Battery modules with anti-arcing, hot swapping, and/or self-disabling features
Abstract
Battery modules with anti-arcing, hot swapping, and/or self-disabling features are provided, as are systems and methods related thereto. For example, an electrical power system configured to provide backup electrical power to a load may include a battery rack having a bus configured to provide power. The system may include a battery module configured to couple with the bus and receive power therefrom, the battery module may include battery cells coupled to a pre-charge electrical path and a main electrical path, and a module controller configured to: detect that the battery module has been inserted into the battery rack, and pre-charge the battery cells of the battery module via the pre-charge electrical path until a voltage level of the battery cells may be synchronized with a voltage level of the bus.
Claims
exact text as granted — not AI-modified1 . An electrical power system configured to provide backup electrical power to a load, the electrical power system comprising:
a battery rack having a bus configured to provide power; and a battery module configured to couple with the bus and receive power therefrom, the battery module comprising battery cells coupled to a pre-charge electrical path and a main electrical path, and a module controller configured to:
detect that the battery module has been inserted into the battery rack; and
pre-charge the battery cells of the battery module via the pre-charge electrical path until a voltage level of the battery cells is synchronized with a voltage level of the bus.

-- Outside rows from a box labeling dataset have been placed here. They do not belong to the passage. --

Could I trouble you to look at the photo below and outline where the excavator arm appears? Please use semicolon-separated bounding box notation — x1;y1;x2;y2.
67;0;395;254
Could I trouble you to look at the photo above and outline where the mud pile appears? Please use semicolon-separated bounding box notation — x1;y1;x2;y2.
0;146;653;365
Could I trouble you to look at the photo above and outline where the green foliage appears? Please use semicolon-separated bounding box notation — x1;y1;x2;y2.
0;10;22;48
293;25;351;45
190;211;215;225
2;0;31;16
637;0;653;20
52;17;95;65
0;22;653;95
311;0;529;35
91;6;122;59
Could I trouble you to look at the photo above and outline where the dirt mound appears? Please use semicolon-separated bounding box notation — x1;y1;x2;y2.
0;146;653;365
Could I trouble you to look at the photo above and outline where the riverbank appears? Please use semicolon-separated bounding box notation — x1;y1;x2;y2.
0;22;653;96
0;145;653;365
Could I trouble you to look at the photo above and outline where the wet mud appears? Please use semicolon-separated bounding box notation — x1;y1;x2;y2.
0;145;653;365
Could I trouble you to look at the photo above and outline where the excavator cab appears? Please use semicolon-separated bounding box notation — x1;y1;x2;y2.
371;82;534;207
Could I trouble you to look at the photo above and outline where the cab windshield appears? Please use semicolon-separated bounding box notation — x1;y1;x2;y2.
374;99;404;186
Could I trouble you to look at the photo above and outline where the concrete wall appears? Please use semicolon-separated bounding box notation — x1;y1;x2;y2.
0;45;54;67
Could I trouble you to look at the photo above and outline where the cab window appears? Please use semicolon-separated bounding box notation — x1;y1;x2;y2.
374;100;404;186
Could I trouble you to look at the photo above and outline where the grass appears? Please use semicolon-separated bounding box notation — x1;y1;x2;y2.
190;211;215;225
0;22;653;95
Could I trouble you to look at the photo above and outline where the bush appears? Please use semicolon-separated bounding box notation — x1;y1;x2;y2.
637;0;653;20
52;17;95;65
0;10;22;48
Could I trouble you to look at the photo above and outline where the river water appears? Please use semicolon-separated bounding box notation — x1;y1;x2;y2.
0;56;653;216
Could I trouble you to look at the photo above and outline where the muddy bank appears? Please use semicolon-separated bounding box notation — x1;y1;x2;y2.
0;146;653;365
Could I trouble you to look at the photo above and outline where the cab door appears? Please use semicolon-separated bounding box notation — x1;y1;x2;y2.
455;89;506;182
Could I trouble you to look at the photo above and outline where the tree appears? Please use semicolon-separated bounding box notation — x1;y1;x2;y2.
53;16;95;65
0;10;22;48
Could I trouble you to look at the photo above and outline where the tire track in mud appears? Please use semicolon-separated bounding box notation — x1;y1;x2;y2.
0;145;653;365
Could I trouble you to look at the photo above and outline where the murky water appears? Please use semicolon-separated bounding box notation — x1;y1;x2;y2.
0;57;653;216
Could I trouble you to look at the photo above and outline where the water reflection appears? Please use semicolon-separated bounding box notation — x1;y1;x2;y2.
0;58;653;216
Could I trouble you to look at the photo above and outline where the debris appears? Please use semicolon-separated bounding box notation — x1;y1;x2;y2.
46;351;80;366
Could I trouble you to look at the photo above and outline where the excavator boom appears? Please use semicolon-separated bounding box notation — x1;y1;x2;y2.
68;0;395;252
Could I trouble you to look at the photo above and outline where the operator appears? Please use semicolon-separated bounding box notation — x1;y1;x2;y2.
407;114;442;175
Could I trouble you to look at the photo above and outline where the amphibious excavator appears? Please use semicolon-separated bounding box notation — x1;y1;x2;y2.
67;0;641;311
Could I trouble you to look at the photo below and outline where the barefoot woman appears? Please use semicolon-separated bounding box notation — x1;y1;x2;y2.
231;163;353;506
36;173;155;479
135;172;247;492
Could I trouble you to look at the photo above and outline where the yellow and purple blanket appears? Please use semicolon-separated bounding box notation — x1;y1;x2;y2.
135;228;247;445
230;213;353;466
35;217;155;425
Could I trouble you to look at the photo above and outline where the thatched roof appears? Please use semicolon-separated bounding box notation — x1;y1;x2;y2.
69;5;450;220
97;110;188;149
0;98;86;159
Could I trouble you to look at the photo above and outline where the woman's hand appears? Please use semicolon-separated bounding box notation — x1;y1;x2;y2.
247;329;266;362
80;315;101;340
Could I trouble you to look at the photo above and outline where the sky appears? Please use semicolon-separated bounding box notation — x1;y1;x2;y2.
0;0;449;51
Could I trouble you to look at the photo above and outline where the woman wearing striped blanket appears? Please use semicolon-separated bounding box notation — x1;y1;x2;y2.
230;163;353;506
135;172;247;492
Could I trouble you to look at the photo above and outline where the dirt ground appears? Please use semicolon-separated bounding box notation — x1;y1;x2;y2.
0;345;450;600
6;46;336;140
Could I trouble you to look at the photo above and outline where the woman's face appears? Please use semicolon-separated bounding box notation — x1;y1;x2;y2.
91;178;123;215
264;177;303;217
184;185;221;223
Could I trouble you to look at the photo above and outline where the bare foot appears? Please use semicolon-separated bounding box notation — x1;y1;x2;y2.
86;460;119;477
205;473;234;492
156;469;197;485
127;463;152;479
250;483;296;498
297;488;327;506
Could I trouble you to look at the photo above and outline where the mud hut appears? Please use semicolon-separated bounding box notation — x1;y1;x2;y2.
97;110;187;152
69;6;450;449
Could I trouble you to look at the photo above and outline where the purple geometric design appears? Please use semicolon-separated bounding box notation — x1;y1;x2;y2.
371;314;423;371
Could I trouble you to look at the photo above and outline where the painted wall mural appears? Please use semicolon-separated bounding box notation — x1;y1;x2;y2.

2 . The electrical power system of claim 1 , wherein the pre-charge electrical path comprises a pre-charge switch, and wherein the module controller is configured to pre-charge the battery cells of the battery module until the voltage level of the battery cells is synchronized with the voltage level of the bus by closing the pre-charge switch.
3 . The electrical power system of claim 2 , wherein the pre-charge electrical path further comprises a variable resistance in series with the pre-charge switch.
4 . The electrical power system of claim 3 , wherein the module controller is configured to pre-charge the battery cells of the battery module via the pre-charge electrical path until the voltage level of the battery cells is synchronized with the voltage level of the bus by adjusting a resistance of the variable resistance.
5 . The electrical power system of claim 4 , wherein the module controller is configured to set the resistance of the variable resistance to a maximum value prior to closing the pre-charge switch.
6 . The electrical power system of claim 2 , wherein the battery module further comprises a main switch on the main electrical path, and wherein the module controller is further configured to:
detect that the voltage level of the battery cells is synchronized with the voltage level of the bus; and close the main switch on the main electrical path in response to detecting that the voltage level of the battery cells is synchronized with the voltage level of the bus.
7 . The electrical power system of claim 6 , wherein the module controller is configured to open the pre-charge switch after the main switch is closed.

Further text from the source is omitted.